Perseverare nella lettura filosofica per non smettere di comprendere
Per lettura, nel caso di testi filosofici, intendo che l’azione di leggere è stata praticata più volte; quindi letto e riletto. Questo perché un testo filosofico per essere compreso abbisogna d’essere ripreso più e più volte dal momento che in ognuna di queste trasmette qualcosa di nuovo che nelle precedenti non si era colto o capito. Possiamo affermare che il testo si dona al lettore a piccole dosi e ogni comprensione dischiude la possibilità di coglierne la successiva, in un continuo discoprimento del significato racchiuso tra le pagine.
Giovanni Fattori, Donna nel bosco
È anche vero che, mia attenta lettrice, spesso i filosofi scrivono in modo da renderci complicata l’immediata comprensione dei loro concetti, almeno per coloro che non hanno dimestichezza con la materia. Alcuni di essi adottano un linguaggio che presenta termini di pura invenzione, frutto di meditazioni e riflessioni nuove e profonde, per tradurre le quali non esistono vocaboli di uso comune. Inoltre, ti rammento Sophía, che i filosofi esprimono il loro pensiero ma, nella maggior parte dei casi, non sono né scrittori né romanzieri.
Soffermarci alla prima impressione o, purtroppo, abbandonare la lettura alla prima difficoltà significa privarci della condivisione del sapere che da duemilacinquecento anni i filosofi mettono a disposizione dell’umanità intera.
A te la scelta Sophía: cogliere i frutti dall’albero del sapere o, sciagura delle sciagure, accontentarsi dei torsoli dell’insipienza?
Uscire nella radura per vedere sé stessi
Nel fitto della foresta, che l’essere attraversa, c’è sempre una radura, così spiega Heidegger. È un luogo che si apre tra il folto della vegetazione e dove entra la luce che permette di vedere qualcosa e questo "qualcosa" sei te stessa, intimamente tu senza alcuna distrazione. Lì, nella radura, ti puoi vedere poiché gli impedimenti del mondo esterno, tutti quei rumori e chiacchierii impersonali rappresentati dal buio della foresta o dalla luce che rende ciechi, scompaiono e ciò che prima non potevi vedere per assenza o troppa luminosità, ora ti è accessibile.

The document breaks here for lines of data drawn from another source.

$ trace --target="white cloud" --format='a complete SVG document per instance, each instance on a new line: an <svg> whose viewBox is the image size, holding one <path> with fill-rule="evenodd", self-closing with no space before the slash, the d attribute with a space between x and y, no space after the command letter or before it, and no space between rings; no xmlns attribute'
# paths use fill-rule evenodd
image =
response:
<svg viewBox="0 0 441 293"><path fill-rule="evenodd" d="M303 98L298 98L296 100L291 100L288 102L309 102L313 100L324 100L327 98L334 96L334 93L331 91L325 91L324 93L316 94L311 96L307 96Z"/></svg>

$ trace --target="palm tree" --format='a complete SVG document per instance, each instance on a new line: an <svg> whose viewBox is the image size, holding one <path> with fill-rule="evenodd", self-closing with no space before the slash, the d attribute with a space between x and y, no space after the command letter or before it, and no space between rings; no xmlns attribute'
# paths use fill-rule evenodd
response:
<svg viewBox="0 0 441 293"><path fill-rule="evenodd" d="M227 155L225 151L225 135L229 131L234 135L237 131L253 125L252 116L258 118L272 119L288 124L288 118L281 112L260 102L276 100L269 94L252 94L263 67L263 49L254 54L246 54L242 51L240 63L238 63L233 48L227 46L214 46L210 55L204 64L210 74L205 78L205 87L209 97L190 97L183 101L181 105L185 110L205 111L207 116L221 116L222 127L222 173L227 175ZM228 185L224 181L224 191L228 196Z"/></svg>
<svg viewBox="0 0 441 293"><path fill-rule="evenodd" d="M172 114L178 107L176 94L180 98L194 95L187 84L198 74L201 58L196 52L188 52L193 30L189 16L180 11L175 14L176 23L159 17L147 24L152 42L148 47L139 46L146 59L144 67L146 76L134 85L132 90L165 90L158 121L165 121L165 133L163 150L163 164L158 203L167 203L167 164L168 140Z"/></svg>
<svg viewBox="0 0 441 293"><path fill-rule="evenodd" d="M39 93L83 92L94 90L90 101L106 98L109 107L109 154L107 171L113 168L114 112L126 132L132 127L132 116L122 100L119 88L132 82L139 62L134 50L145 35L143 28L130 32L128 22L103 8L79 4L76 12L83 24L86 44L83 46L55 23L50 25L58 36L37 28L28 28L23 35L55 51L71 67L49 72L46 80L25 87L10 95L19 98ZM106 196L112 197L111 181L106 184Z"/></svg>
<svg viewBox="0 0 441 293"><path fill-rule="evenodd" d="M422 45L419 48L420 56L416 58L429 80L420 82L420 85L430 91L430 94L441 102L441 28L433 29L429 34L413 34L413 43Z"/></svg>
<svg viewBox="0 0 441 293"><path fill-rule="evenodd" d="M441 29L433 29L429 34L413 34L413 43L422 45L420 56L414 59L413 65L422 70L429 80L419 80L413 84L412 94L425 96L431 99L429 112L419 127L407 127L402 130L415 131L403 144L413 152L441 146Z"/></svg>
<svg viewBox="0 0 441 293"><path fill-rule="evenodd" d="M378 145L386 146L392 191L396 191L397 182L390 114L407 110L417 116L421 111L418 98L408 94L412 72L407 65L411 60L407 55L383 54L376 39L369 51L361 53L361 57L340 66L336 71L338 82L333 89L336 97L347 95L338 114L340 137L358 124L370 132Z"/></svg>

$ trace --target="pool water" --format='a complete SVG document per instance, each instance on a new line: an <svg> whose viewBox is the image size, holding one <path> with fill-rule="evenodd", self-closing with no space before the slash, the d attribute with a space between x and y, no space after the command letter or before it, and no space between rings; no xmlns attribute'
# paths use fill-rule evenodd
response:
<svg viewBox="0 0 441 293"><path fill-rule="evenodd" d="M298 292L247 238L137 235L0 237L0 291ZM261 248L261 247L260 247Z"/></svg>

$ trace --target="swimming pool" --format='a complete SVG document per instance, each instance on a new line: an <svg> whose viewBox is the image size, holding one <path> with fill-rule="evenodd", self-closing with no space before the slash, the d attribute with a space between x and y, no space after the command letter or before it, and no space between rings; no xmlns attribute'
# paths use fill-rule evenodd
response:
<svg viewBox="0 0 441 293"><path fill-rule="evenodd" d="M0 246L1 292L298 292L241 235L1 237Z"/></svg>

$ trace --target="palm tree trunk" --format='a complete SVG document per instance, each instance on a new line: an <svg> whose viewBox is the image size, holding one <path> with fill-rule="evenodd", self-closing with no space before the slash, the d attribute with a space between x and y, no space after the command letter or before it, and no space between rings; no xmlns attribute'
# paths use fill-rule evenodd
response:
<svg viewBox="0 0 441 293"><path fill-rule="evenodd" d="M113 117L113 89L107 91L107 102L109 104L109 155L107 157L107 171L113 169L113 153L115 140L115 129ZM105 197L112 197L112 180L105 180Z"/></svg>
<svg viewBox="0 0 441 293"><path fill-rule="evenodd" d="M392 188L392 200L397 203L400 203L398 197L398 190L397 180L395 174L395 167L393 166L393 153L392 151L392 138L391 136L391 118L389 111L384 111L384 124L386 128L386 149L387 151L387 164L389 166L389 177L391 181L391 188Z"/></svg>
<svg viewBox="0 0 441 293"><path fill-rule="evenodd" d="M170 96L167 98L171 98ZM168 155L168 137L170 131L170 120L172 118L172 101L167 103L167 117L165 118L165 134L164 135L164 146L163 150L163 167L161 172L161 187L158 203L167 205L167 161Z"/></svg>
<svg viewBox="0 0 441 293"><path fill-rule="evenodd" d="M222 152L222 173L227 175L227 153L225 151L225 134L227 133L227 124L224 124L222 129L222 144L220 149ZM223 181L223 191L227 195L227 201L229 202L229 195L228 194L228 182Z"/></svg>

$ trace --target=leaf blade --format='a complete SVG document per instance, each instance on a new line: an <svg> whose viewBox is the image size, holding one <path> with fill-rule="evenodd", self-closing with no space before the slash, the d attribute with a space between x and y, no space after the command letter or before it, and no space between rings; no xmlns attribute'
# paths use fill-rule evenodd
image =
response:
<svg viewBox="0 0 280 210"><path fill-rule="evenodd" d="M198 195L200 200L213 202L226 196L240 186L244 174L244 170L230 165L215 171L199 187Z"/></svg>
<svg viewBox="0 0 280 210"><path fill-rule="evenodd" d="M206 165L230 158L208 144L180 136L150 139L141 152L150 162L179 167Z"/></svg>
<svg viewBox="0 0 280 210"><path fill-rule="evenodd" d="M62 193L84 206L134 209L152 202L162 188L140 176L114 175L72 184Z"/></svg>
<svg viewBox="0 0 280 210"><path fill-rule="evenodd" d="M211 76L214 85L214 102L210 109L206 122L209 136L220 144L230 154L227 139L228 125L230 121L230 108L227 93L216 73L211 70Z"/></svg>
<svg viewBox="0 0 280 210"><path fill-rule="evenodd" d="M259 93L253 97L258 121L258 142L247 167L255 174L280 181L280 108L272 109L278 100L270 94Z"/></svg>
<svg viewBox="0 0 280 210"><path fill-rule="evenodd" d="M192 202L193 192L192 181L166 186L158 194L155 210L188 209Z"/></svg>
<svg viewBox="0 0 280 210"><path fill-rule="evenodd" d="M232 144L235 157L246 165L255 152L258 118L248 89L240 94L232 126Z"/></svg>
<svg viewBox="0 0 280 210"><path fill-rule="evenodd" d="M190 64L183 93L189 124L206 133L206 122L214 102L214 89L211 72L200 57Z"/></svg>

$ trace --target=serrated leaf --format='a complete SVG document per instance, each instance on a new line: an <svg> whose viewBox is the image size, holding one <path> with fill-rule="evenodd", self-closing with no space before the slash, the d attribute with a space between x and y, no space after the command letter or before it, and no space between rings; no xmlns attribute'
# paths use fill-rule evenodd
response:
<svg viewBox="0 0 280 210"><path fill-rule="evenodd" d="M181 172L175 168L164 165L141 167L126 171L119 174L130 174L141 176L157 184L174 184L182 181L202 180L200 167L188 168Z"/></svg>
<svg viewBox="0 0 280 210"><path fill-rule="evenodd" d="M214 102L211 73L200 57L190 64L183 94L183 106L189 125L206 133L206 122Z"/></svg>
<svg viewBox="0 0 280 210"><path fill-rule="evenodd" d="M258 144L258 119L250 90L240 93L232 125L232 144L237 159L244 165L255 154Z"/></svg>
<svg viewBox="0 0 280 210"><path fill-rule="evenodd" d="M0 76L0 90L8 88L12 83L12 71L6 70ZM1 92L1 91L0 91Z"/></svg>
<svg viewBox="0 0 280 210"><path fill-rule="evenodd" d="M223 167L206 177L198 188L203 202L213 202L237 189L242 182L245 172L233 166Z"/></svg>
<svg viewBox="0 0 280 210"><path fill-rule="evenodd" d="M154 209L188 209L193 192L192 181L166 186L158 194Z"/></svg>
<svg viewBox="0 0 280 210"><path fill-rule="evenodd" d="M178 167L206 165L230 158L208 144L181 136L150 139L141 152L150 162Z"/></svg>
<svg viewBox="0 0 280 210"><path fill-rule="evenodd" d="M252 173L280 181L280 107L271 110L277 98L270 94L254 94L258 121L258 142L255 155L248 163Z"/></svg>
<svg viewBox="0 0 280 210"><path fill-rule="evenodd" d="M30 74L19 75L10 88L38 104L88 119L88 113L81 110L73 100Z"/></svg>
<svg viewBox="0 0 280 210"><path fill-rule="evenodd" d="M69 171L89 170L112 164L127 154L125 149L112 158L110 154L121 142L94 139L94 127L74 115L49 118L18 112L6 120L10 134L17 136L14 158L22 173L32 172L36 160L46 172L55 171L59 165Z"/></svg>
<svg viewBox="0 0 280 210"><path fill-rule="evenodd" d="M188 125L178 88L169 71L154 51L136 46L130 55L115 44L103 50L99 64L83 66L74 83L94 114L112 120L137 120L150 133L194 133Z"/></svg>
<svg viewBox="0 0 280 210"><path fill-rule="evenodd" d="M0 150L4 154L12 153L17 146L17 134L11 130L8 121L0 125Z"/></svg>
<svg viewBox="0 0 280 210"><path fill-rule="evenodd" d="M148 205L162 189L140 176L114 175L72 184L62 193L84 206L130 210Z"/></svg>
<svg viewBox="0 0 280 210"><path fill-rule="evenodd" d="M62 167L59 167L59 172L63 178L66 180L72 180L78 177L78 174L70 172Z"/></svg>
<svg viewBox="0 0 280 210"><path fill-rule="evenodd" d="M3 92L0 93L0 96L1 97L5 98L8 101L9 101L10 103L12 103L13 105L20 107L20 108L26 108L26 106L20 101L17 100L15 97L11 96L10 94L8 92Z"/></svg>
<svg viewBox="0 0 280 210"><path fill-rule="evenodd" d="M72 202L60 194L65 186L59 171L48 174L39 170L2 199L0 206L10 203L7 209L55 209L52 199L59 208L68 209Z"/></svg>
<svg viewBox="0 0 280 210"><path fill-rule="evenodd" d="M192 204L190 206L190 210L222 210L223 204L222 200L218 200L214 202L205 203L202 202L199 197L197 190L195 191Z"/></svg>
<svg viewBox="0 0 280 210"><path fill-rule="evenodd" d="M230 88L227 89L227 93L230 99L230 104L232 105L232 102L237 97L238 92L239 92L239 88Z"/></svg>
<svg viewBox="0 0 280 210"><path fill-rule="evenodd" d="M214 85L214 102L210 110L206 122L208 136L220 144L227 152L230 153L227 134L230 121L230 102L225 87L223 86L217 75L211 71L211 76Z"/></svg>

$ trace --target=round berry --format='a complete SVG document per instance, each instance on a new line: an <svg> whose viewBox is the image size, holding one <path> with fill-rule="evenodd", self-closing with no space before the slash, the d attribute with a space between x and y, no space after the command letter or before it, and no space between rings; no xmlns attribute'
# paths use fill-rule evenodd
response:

Capisci Sophía? Millenni di pensare racchiusi nei testi e disponibili a coloro che, ogni tanto, cercano e trovano una radura nella quotidianità di quel mondo che impedisce di sviluppare un pensiero proprio. Lo sforzo è concentrato nella tenacia che annienta la resa, la quale si paventa ogni qualvolta ci apprestiamo ad iniziare una lettura filosofica.
Seguimi ancora un attimo.
Perseverare nel dialogo per non smettere di conoscere
Quanto ti ho scritto finora puoi collegarlo alla perseveranza, all’impegno, al coraggio di provare e di sbagliare, per poi imparare dagli errori e ricominciare con maggior consapevolezza dei propri mezzi. Al perseguire il miglioramento che risiede nel confronto. Tutti valori che il consulente finanziario deve fare propri e trasmettere al proprio cliente in un continuo dare che svela, incontro dopo incontro, il suo ruolo.
Dai filosofi e nei loro scritti, seppur sotto forma di metafora come nel caso della radura di Heidegger, anche il consulente trae spunto per svolgere al meglio la propria professione poiché, come nel dischiudersi, lettura dopo lettura, del testo, egli costruisce e rinnova, colloquio dopo colloquio, il rapporto col proprio cliente ritrovandosi, ad ogni nuova occasione, sia maggiormente ri-conosciuto dal proprio interlocutore sia più conoscente.